Personal information
- Born: 19 October 2004 (age 21)

Sport
- Sport: Athletics
- Event: Javelin throw
- Club: VfB Stuttgart

Achievements and titles
- Personal bests: Javelin: 83.76 (Birmingham, 2026)

Medal record
Men's athletics
Representing Germany
European Championships
| Silver medal – second place | 2026 Birmingham | Javelin throw |
European U23 Championships
| Silver medal – second place | 2025 Bergen | Javelin throw |
Summer World University Games
| Silver medal – second place | 2025 Bochum | Javelin throw |
European Throwing Cup
| Gold medal – first place | 2026 Nicosia | Javelin throw |
| Gold medal – first place | 2025 Nicosia | U23 Javelin throw |

= Nick Thumm =

German javelin thrower (born 2004)

Nick Thumm (born 19 October 2004) is a German javelin thrower. He was a silver medalist on his major championship debut representing Germany at the 2026 European Championships in England, where he threw a personal best 83.76 metres.

In 2025, he was also a silver medalist at the European U23 Championships and the World University Games.

==Biography==
Thumm won the gold medal in the Under 23 javelin at the 2025 European Throwing Cup in Nicosia in March 2025, with a throw of 77.09 metres. Thumm won the silver medal at the 2025 European Athletics U23 Championships in Bergen, Norway with a personal best javelin throw of 80.74 metres.

Thumm was the silver medalist behind Simon Wieland in the javelin throw at the 2025 Summer World University Games in Bochum, Germany, with a throw of 77.91 metres.

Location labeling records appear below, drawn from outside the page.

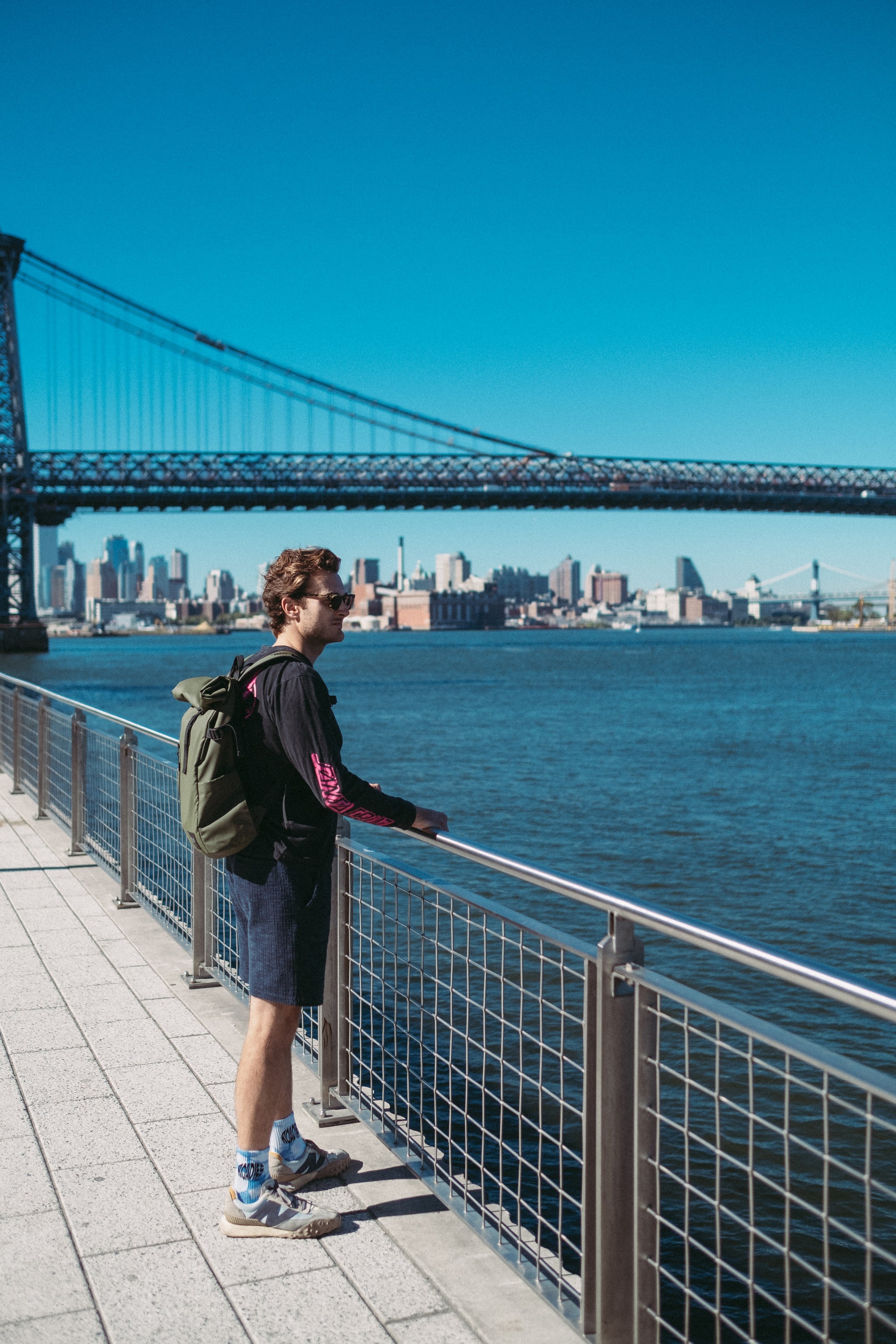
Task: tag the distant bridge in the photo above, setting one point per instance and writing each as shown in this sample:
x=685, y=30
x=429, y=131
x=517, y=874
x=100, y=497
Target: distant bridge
x=68, y=482
x=131, y=409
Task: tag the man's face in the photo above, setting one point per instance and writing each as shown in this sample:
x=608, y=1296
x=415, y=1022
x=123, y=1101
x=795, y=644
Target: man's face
x=316, y=621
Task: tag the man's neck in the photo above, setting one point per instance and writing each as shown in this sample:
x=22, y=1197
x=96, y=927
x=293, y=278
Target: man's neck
x=293, y=639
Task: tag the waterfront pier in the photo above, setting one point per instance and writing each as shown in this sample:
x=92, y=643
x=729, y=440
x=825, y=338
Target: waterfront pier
x=116, y=1089
x=553, y=1138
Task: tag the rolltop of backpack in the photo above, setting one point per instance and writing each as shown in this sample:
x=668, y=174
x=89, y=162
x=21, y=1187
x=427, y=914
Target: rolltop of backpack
x=214, y=808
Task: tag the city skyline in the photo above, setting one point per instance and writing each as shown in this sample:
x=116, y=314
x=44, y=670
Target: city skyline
x=678, y=237
x=864, y=546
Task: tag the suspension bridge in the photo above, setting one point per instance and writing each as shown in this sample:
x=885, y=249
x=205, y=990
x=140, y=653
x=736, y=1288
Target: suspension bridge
x=132, y=409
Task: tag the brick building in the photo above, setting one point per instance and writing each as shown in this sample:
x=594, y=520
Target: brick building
x=445, y=611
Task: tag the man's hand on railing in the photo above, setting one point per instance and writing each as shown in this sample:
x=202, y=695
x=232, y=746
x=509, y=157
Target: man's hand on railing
x=426, y=820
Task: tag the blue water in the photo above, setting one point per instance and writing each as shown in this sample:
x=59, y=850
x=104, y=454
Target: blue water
x=745, y=777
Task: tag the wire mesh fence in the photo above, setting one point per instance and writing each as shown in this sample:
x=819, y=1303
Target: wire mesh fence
x=29, y=756
x=761, y=1198
x=6, y=729
x=466, y=1041
x=163, y=854
x=58, y=757
x=769, y=1180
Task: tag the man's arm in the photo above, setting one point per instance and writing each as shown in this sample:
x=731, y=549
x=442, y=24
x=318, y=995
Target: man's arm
x=305, y=730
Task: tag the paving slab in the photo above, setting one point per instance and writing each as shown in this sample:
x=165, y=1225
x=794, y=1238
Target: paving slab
x=191, y=1154
x=154, y=1295
x=241, y=1261
x=117, y=1206
x=446, y=1328
x=73, y=1131
x=94, y=1004
x=209, y=1060
x=175, y=1018
x=381, y=1272
x=14, y=1117
x=80, y=972
x=161, y=1092
x=57, y=916
x=136, y=1042
x=322, y=1308
x=146, y=983
x=401, y=1268
x=70, y=1328
x=29, y=1174
x=41, y=1029
x=32, y=1241
x=34, y=991
x=58, y=1076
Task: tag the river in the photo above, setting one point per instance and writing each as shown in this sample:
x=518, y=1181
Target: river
x=745, y=777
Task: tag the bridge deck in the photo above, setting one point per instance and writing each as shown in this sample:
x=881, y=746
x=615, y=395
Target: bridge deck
x=116, y=1112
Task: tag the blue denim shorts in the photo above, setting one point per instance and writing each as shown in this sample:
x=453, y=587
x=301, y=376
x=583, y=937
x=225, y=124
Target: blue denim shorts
x=283, y=928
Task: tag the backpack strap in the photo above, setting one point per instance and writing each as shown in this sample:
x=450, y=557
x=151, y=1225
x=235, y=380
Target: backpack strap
x=245, y=674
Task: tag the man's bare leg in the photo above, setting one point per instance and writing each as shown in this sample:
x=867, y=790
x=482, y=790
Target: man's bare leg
x=264, y=1090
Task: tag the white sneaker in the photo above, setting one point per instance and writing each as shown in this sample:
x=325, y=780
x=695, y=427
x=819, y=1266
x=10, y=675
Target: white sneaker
x=316, y=1164
x=277, y=1213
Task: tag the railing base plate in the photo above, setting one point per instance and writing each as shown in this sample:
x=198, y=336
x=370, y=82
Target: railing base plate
x=332, y=1116
x=199, y=982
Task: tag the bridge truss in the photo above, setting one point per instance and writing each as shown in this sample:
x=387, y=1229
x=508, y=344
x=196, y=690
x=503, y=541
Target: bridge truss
x=66, y=482
x=132, y=409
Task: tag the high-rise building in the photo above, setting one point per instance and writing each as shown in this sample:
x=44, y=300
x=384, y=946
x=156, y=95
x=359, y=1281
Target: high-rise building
x=518, y=585
x=366, y=572
x=566, y=582
x=452, y=570
x=155, y=585
x=421, y=581
x=46, y=557
x=687, y=574
x=220, y=586
x=606, y=586
x=136, y=557
x=130, y=582
x=116, y=552
x=102, y=581
x=179, y=566
x=68, y=586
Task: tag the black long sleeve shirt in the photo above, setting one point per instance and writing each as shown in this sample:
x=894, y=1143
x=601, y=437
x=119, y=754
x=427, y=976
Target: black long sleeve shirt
x=293, y=766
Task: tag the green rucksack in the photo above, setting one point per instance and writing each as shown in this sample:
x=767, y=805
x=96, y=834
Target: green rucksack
x=214, y=808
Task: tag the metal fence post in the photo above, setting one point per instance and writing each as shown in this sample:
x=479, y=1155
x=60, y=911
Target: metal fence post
x=203, y=883
x=78, y=781
x=43, y=759
x=647, y=1184
x=127, y=819
x=614, y=1254
x=590, y=1200
x=17, y=741
x=329, y=1111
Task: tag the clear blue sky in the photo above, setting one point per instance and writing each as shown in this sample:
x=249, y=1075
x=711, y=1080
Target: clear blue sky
x=648, y=229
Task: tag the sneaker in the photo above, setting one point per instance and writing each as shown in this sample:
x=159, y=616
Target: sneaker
x=316, y=1164
x=279, y=1213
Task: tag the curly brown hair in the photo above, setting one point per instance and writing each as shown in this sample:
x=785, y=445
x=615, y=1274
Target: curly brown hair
x=288, y=576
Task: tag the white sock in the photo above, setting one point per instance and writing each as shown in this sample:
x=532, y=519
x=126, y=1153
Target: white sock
x=250, y=1174
x=287, y=1140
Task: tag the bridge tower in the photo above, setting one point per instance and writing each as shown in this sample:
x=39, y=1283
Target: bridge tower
x=815, y=593
x=21, y=632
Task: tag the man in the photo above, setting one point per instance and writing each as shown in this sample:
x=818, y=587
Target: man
x=281, y=890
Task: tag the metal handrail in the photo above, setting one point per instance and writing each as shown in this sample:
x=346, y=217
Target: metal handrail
x=796, y=971
x=91, y=709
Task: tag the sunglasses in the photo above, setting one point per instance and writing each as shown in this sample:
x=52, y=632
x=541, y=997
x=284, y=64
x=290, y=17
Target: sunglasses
x=334, y=600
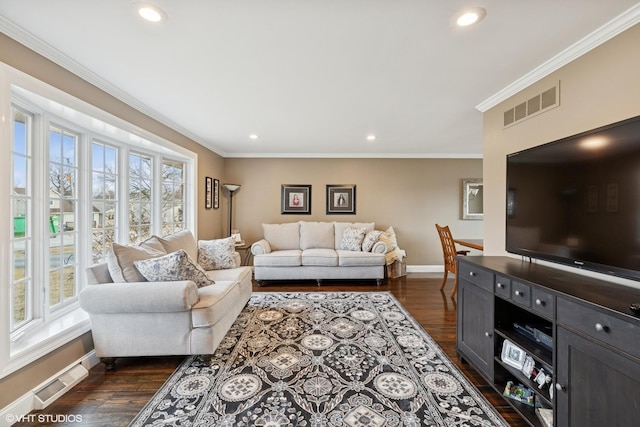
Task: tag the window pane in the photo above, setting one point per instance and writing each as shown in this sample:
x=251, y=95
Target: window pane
x=21, y=280
x=63, y=212
x=19, y=298
x=105, y=202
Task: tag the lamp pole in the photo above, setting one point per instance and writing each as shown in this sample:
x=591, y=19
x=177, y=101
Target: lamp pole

In February 2026, Thumm won the senior German Outdoor Throwing Championships with a personal best 82.03 metres throw. The following month, he won the javelin throw at the 2026 European Throwing Cup in Nicolas, Cyprus, where he threw over 80 metres a number of times with a best throw of 81.05 metres to finish ahead of Wieland. On 15 August, Thumm threw a personal best of 83.76 metres to win the silver medal on his major championships debut at the 2026 European Athletics Championships in Birmingham, England. He had been leading the competition prior to a championship record throw over 90 metres by his compatriot Julian Weber in the final round.

==Personal life==
From Stuttgart, he studied at the IU International University. He is coached by his father, Karsten Thumm.